Mermaid on the Rocks


she will not remember

this morning tomorrow

she will not remember

in her Ambien daze

she became a mermaid

her legs fused

her flopping on tile floor

in hall out of water

and crying

her eyes closed

her tangled hair

spreading like kelp

around her head

a presence over her

hovering

hands peel back her skin

without pain

and prize her one leg into two

then roll skin back up her legs

without pain

a voice from above

lift your hips now

she has been caught

transformed again

and she cries more

her naked shoulders

shuddering

against cold tile

her pale breasts

trembling

her head rolling

side to side

on its bed of kelp

tears dropping

from closed eyes

into the rocks

she will not remember

this tomorrow



after that happened to her


after that she became the sound of doors


clunking closed down the hall, a hollow


final distant click-clunk outside the class,


loud but far, something cutting off escape


and sealing air inside to divide her


from all the not her elsewhere in the school



after that she became the sandstone shade


semi gloss painted on the classroom walls


and down the halls, the faintest not at all


brown but not quite white, the color that


disappeared behind announcements and posters,


the color that watched other lives pass by



after that she changed from puppy to cat—


to watcher from window sill, to lurker,


to feline presence that could shrink itself


to box or bag or basket, to close safe


spaces where her stillness could curl itself


and observe the re-runs of daily life



after that she transformed to subsonic


super speed hummingbird's iridescent


flight that darts and disappears in trees,


that retreats in limb shadow and leaf rustle,


that hides itself in sudden shifts, in small


bursts of dusky feathers there then gone



after that she became a stone and sank


right to the bottom, right to the shadows,


where light came as yellowish wavering


ripples that slid across her then let her


disappear again, a rock, silent


and motionless, alone in deep water




Abandon in the Library: A Fantasia


The day the salesman came to demonstrate


advances in cataloging software


and sturdiness of library furniture,


I discovered how my colleague loved tattoos


between hemline and neck, from cuff to cuff,


a female analog to Bradbury’s illustrated man,


and all of hers on that day a single


breathless, athletic story in beautiful,


eye-opening performance, one extended O


of exhilaration, and, before I knew


what came over me, I too was nude,


my birthmark revealed in undulant writhing


glory and on my lips the salty thrill


of Kama Sutra exertions and that tome


we kept behind the circulation desk


was out and on display by special request.

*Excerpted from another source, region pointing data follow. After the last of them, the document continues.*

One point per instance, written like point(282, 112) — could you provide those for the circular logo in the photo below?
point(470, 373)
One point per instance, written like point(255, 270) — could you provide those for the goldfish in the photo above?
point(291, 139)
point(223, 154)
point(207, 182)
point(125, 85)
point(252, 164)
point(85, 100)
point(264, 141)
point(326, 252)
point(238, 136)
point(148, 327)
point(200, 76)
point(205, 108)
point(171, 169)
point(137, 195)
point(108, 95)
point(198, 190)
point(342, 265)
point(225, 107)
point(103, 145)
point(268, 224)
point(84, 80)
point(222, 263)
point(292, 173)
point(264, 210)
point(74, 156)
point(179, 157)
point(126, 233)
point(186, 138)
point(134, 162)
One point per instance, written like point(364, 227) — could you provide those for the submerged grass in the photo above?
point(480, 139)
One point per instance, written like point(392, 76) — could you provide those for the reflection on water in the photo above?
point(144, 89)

We moved together mindfully through poses


like flexible, ardent yoga acolytes,


like acrobats in tantric harmony.


We shushed no one and heard no shushings,


no inhibition’s censorship, no fear


of judgment’s hissing sibilation the day


my love of library science renewed itself


and glowed, a newly translated Dead Sea scroll,


an old truth discovered anew again,


and all the sacred yearnings of the spirit


were embodied most fully and truly


and everywhere was the Library of Congress


and adequate funding was had by all.




Somewhere between Two Bad Places


On the eve of spring our daughter


slipped into darkness one last time


and pulled after her the rosebuds


and last low rain clouds and their rain.


She sighed a thin, exhausted breath


and went, too, a winter weak, tired,


bereft and finally done with gloom,


with frost and fear and windy slice.


She swallowed all the shades of pink


from hint of blush to sunset streak.


She folded all her dreams (and ours)


like childhood clothes she had outgrown


and could not wear. We watched her pack


those dreams (and some unrealistic hopes)

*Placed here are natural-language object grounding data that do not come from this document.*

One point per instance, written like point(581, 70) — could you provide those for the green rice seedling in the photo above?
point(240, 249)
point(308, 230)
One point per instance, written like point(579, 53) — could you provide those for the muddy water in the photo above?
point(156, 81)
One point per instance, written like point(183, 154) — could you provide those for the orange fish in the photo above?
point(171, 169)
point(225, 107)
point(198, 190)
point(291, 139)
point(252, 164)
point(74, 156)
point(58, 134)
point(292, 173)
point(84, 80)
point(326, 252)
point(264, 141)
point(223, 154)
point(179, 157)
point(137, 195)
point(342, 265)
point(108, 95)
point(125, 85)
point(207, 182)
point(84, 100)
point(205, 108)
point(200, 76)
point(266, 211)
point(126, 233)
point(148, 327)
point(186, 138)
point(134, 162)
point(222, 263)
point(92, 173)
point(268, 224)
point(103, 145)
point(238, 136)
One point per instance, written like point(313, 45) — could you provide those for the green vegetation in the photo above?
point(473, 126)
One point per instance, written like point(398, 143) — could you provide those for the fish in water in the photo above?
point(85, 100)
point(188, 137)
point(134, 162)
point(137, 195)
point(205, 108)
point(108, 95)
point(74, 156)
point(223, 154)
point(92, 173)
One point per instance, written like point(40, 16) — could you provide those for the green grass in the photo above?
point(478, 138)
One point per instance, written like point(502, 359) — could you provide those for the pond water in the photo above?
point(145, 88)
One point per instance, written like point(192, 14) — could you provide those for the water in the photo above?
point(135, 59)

in dark green garbage bags for us


to haul to St. Vincent de Paul’s


donation center when she went.


Now, when we see someone like our


daughter dressed, she flickers somewhere


between jealousy and regret.


 

Cecil Morris retired after 37 years of teaching high school English, and now he tries writing himself what he spent so many years teaching others to understand and (he hopes) to enjoy. He has been trying to learn the names of all the birds that visit the yard he shares with his patient partner, the mother of their children. He has poems appearing or forthcoming in The Ekphrastic Review, New Verse News, Rust + Moth, The Sugar House Review, Willawaw Journal, and elsewhere.





and elsewhere.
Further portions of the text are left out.